The biochemical markers in the current revised diagnostic criteria for AD, i.e., CSF tau and CSF Aβ1-42, are state markers and their prognostic value with respect to cognitive deterioration is limited. Recent results on a novel biomarker, i.e., CSF neurogranin, have consistently demonstrated that this post-synaptic protein could be a candidate progression or stage marker. Among the six analytes tested in the current study, we found a significant correlation between the ratio of CSF neurogranin trunc P75 with the protease BACE1 and cognitive decline. None of the single analytes or other combinations demonstrated the same prognostic value.

In our previous, exploratory study, we observed increased levels of neurogranin in CSF of MCI and AD patients [17], which was in accordance with other independent studies [16, 20]. However, similar to the immunoassay described by Kvartsberg and colleagues [16], the ELISA used in the exploratory study lacked adequate analytical sensitivity to measure the lower concentrations of neurogranin in CSF from cognitively healthy persons.
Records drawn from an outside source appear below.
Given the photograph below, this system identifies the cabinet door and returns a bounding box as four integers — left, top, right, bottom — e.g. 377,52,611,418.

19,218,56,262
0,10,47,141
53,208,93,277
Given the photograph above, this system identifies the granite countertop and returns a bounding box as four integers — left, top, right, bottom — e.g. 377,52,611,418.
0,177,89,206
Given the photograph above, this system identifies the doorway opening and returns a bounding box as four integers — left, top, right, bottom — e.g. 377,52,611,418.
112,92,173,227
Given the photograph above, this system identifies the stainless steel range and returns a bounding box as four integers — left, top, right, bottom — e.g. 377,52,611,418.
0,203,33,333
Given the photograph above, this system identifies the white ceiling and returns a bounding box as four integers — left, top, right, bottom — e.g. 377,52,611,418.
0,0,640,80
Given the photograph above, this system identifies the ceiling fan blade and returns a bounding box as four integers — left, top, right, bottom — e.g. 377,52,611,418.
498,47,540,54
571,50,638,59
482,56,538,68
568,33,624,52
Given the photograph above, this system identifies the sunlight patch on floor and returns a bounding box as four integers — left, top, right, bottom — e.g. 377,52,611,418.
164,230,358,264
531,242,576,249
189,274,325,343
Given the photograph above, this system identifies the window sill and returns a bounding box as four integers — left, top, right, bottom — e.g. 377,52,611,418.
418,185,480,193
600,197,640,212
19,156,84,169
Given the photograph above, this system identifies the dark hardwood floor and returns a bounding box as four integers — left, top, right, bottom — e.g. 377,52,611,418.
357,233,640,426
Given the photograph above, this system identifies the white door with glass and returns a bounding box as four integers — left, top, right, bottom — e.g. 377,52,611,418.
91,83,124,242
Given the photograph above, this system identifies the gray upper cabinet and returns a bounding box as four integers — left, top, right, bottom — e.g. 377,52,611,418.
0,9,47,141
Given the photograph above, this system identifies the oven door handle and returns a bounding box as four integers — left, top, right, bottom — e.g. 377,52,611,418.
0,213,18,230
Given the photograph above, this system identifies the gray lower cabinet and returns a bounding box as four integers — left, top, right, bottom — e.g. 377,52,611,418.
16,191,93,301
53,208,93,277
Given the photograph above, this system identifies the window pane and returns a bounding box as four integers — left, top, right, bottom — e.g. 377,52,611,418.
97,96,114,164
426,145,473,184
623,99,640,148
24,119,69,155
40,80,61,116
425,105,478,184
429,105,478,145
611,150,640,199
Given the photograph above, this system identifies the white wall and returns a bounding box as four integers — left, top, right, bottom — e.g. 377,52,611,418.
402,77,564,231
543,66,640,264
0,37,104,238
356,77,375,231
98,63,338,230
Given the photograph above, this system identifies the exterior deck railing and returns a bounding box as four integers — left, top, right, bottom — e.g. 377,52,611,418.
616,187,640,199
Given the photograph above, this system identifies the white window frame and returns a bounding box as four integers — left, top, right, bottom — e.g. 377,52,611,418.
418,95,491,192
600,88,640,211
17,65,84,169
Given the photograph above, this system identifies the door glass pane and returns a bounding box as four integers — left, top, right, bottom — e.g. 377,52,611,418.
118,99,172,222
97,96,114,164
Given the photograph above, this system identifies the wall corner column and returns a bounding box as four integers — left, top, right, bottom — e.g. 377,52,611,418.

To address this issue, we developed a new ELISA with increased sensitivity and thereby bore in mind that neurogranin is present in CSF, but also in brain and plasma, as a range of truncated species. Since fragments truncated at amino acid P75 or S76 seem to be more abundant than species with an intact C-terminus [16], we generated new monoclonal antibodies targeting the C-terminus of neurogranin, truncated at Pro75 (neurogranin trunc P75). The analytical sensitivity of the resulting new neurogranin ELISA was tested in a large cohort of clinically undefined CSF samples, covering a wide age-range and the performance appeared comparable to the other assays used in the study. As we noted an age-dependent increase for CSF neurogranin trunc P75, similar to the other analytes, we additionally explored whether we could calculate reference ranges using the CLSI C28 criteria [40]. However, a substantial number of outliers, even after log-transformation, demonstrated that this set of CSF samples was not suitable to set such reference ranges (data not shown). As defining these values was beyond the scope of the current clinical study, a more focused study should be performed, including CSF from well-defined healthy controls as delineated by Teunissen et al.[41].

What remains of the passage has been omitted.